Some features of PWA’s are:
- Compatible with any device. (as long as the browser supports it)
- Fast loading! (probably at first load may be a bit slower if compared to a native application)
- It is responsive and so adapts to any screen.
- Native appearance. “Same as an app… “
- No installation required. (And you can add a “link” to your smartphone’s home screen, simulating access to current mobile apps)
- Works Off-Line! (Thanks to Service Worker)
Resistance to Change
There seems to be only advantages with PWA’s, but for mobile application mediators it may not be very enjoyable to end up with their stores. Nowadays, the stores bring a lot of money to Google and Apple. With PWA’s, new business models will have to be introduced…
There are already many applications with PWA technology. Some examples can be seen at this link: https://pwa.rocks.

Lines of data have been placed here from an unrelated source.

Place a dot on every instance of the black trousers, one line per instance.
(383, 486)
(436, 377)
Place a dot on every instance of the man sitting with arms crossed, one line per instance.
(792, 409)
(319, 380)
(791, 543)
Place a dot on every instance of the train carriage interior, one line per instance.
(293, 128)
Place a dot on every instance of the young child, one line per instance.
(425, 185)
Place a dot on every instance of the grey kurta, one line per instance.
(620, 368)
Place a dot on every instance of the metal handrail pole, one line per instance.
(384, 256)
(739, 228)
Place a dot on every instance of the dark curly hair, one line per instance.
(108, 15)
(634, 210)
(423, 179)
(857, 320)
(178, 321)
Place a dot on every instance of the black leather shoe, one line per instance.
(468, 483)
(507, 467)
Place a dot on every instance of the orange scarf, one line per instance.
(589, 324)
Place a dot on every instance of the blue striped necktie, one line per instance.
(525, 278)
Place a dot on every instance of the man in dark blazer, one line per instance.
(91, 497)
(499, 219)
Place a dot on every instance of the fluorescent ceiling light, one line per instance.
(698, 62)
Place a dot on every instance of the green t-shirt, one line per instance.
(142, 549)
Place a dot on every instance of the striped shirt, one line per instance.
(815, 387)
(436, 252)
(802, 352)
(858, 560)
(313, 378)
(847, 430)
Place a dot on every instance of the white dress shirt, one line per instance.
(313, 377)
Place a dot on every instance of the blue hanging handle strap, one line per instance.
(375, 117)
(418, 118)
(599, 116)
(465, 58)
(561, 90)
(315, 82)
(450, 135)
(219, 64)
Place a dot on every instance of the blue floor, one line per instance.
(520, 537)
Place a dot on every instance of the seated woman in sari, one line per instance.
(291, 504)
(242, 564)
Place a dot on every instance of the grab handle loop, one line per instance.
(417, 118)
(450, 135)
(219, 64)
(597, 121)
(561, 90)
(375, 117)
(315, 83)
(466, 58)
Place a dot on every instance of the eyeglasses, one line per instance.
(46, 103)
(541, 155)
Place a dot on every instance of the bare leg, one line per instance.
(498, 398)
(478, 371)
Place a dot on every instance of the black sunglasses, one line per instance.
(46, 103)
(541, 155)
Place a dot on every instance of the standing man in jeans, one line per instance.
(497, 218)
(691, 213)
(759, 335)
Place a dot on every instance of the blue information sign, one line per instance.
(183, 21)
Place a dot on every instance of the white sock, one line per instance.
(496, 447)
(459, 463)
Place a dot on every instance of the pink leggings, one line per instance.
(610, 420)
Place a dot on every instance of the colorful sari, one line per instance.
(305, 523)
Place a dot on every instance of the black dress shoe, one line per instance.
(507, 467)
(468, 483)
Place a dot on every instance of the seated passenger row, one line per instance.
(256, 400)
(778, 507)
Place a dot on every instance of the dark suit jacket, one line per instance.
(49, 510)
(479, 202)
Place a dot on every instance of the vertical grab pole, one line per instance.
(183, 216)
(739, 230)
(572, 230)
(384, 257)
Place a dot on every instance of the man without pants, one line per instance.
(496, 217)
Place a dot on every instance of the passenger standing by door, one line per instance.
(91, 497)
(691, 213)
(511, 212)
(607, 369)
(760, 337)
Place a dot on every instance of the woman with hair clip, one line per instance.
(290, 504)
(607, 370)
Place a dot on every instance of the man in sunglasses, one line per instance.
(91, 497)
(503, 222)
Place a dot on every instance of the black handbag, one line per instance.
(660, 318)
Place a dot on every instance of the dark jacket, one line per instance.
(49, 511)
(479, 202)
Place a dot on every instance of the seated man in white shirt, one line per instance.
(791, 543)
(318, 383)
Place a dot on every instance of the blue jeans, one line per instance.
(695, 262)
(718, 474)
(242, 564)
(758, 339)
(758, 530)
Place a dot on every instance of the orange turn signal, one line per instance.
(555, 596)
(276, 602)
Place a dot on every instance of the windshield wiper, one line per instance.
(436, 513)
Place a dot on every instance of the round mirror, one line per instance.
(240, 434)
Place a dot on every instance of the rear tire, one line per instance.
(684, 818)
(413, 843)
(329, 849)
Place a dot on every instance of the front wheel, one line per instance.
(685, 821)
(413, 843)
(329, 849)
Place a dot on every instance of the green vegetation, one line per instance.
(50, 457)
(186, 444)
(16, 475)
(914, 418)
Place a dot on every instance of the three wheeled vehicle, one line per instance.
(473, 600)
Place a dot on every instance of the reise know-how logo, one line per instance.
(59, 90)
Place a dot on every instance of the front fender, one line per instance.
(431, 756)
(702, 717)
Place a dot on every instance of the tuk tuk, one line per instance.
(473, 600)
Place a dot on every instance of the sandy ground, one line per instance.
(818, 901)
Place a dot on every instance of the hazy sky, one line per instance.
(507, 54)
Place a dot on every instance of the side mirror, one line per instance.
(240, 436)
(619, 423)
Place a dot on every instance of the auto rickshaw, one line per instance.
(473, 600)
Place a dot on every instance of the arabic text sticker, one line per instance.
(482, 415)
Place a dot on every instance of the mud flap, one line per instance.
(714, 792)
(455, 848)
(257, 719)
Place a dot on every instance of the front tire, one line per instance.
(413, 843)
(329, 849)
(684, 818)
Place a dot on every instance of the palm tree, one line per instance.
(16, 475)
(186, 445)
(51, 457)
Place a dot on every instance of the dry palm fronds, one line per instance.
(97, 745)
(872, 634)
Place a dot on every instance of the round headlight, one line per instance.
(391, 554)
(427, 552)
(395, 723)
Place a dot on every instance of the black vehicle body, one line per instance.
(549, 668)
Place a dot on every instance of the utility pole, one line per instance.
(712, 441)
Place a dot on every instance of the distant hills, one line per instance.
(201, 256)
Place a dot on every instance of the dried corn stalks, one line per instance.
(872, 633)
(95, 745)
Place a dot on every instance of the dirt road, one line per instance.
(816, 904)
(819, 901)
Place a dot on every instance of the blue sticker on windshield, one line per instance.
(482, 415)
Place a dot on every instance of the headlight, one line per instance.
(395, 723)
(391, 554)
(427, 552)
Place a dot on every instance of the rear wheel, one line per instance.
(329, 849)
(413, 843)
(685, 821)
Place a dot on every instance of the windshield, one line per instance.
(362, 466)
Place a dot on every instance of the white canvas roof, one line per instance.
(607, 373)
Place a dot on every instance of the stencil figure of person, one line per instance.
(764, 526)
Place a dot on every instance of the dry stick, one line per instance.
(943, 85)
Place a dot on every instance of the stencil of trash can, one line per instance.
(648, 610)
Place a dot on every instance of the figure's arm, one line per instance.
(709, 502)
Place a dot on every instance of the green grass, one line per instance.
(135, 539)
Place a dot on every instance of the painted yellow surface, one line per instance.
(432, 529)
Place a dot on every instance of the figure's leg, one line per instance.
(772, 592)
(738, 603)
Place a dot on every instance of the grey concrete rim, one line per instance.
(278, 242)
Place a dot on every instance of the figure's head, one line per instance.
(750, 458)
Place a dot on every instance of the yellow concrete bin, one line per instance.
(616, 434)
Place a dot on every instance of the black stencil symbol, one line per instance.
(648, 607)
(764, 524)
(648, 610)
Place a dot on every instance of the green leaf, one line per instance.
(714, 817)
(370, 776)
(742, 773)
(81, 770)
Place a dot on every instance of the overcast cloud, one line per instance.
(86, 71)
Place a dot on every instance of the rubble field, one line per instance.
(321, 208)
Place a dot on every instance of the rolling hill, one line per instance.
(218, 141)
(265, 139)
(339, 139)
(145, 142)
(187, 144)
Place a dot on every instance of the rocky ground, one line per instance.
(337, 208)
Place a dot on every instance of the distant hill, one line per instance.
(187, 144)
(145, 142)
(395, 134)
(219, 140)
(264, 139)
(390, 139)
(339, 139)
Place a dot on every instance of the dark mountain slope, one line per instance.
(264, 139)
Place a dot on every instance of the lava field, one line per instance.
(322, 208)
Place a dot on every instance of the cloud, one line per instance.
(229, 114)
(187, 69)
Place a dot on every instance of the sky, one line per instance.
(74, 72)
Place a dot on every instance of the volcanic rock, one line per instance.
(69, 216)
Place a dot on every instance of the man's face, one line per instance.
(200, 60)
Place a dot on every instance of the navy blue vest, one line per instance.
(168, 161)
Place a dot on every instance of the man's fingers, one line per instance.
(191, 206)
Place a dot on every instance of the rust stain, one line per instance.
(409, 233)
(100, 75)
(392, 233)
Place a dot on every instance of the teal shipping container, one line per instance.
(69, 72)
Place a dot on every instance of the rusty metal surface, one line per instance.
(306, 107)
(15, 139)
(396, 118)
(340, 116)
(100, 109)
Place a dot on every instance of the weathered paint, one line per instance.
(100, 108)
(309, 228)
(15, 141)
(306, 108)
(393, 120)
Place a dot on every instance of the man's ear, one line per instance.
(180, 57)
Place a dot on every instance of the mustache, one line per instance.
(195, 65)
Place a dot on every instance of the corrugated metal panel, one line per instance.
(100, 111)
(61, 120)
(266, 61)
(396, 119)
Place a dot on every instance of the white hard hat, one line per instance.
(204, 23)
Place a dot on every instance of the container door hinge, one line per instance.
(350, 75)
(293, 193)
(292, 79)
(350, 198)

Google currently has a site that helps you understand PWAs in more detail. It’s interesting to see the investment that Google makes in trying to steer the market to this new standard. Even when this seems to go against the Android application store. On the other hand, it could be a bet on cloud services (like Firebase) to deploy your PWA’s.
Personally, I am very interested in this area. I always liked watching the evolution of the web and I’ve always been curious about the mobile. I did not deepen on mobile development because if I’m going to develop some app, I would have to launch one version to all systems. I would have to invest a lot of time, to build one app to different systems and I wouldn’t be good on any of them. Although later discovering solutions like Ionic, I ended up not having the opportunity to invest the time that I would want in this type of frameworks.
This was a little introduction to PWA’s. I hope you like.